Abstract
Cystic fibrosis (CF) is a life-limiting autosomal recessive multisystem disease. While its burden of morbidity and mortality is classically associated with pulmonary disease, CF also profoundly affects the gastrointestinal (GI) tract. Chronic low-grade inflammation and alterations to the gut microbiota are hallmarks of the CF intestine. The etiology of these manifestations is likely multifactorial, resulting from cystic fibrosis transmembrane conductance regulator (CFTR) dysfunction, a high-fat CF diet, and the use of antibiotics. There may also be a bidirectional pathophysiological link between intestinal inflammation and changes to the gut microbiome. Additionally, a growing body of evidence suggests that these GI manifestations may have significant clinical associations with growth and nutrition, quality of life, and respiratory function in CF. As such, the potential utility of GI therapies and long-term GI outcomes are areas of interest in CF. Further research involving microbial modulation and multi-omics techniques may reveal novel insights. This article provides an overview of the current evidence, pathophysiology, and future research and therapeutic considerations pertaining to intestinal inflammation and alterations in the gut microbiota in CF.
Highlights
Cystic fibrosis (CF) is a life-limiting multisystem autosomal recessive disease most commonly occurring in Caucasian populations [1,2,3,4]

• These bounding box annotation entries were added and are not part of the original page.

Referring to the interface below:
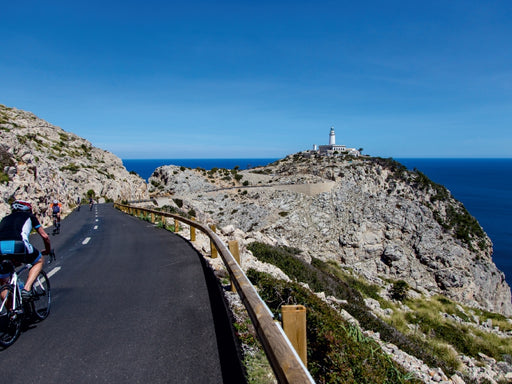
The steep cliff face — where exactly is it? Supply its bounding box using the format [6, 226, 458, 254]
[149, 153, 512, 315]
[0, 105, 147, 223]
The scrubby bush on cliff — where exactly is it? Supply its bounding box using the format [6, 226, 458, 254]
[248, 242, 458, 372]
[247, 270, 420, 384]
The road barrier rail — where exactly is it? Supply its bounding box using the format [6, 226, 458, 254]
[114, 203, 314, 384]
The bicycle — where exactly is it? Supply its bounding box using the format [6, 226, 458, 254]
[0, 251, 55, 348]
[52, 213, 60, 235]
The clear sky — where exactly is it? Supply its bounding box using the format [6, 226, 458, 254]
[0, 0, 512, 159]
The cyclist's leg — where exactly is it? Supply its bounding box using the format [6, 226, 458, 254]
[23, 252, 44, 292]
[30, 271, 51, 320]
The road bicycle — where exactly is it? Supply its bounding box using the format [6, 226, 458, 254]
[52, 213, 60, 235]
[0, 251, 55, 348]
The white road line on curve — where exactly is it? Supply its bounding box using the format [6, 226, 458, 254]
[48, 267, 60, 278]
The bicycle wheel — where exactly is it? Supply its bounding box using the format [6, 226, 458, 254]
[31, 271, 51, 320]
[0, 285, 22, 348]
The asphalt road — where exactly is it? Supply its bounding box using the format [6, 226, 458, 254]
[0, 204, 244, 384]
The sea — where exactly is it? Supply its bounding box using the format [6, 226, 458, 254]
[123, 158, 512, 286]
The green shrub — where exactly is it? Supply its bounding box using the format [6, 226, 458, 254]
[247, 269, 420, 384]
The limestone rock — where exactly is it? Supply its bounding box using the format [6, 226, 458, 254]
[0, 105, 148, 224]
[149, 154, 512, 315]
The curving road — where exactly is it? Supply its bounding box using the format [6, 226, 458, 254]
[0, 204, 245, 384]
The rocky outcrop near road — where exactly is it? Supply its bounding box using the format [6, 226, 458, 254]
[0, 105, 148, 223]
[149, 152, 512, 315]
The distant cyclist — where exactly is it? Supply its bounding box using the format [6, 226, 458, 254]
[0, 200, 51, 299]
[50, 200, 62, 231]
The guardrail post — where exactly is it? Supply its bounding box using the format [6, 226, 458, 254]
[190, 217, 196, 241]
[210, 224, 218, 259]
[281, 305, 307, 366]
[228, 240, 242, 292]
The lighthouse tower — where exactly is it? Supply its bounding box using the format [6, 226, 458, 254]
[329, 127, 336, 145]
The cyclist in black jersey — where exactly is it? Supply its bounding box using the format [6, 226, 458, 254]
[0, 200, 51, 299]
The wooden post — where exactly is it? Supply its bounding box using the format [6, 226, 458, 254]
[210, 224, 219, 259]
[281, 305, 307, 367]
[228, 240, 242, 292]
[190, 217, 196, 241]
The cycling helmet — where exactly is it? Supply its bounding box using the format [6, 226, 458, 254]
[11, 200, 32, 211]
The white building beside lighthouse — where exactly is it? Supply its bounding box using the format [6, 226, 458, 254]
[313, 127, 361, 156]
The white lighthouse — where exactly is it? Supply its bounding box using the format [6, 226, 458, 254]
[313, 127, 361, 157]
[329, 127, 336, 145]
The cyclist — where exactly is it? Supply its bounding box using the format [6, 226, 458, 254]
[0, 200, 51, 299]
[50, 200, 62, 231]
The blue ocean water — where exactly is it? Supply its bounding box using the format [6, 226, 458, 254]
[123, 158, 512, 286]
[396, 159, 512, 286]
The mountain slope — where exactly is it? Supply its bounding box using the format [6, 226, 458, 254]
[0, 105, 147, 224]
[149, 152, 512, 315]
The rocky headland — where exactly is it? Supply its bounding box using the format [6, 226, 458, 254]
[149, 155, 512, 384]
[0, 105, 512, 383]
[149, 152, 512, 315]
[0, 105, 148, 224]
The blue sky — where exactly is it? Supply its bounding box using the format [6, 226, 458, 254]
[0, 0, 512, 159]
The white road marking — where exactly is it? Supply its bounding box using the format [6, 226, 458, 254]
[48, 267, 60, 278]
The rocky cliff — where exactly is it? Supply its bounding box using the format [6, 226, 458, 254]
[149, 152, 512, 315]
[0, 105, 147, 224]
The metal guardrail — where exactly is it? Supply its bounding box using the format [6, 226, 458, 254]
[114, 203, 314, 384]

Some studies have reported that patients with exocrine pancreatic insufficiency have significantly higher fecal calprotectin than their pancreatic sufficient counterparts [40,42], whereas other studies have found no difference between the two groups [38,53]
Infants with CF who had been hospitalised for GI-related indications exhibited lower growth parameters than those who had not been hospitalised. These findings suggest that intestinal inflammation may relate to growth but may have associations with morbidity and wellbeing due to hospitalisations in infancy [45]
Summary
Cystic fibrosis (CF) is a life-limiting multisystem autosomal recessive disease most commonly occurring in Caucasian populations [1,2,3,4]. While the burden of morbidity and mortality in CF is classically associated with pulmonary disease, CFTR dysfunction has far-reaching extrapulmonary sequelae [8,9]. These include exocrine pancreatic insufficiency [10], pancreatitis [11,12], liver disease [13,14,15,16], CF-related diabetes [17,18], and male infertility [19,20].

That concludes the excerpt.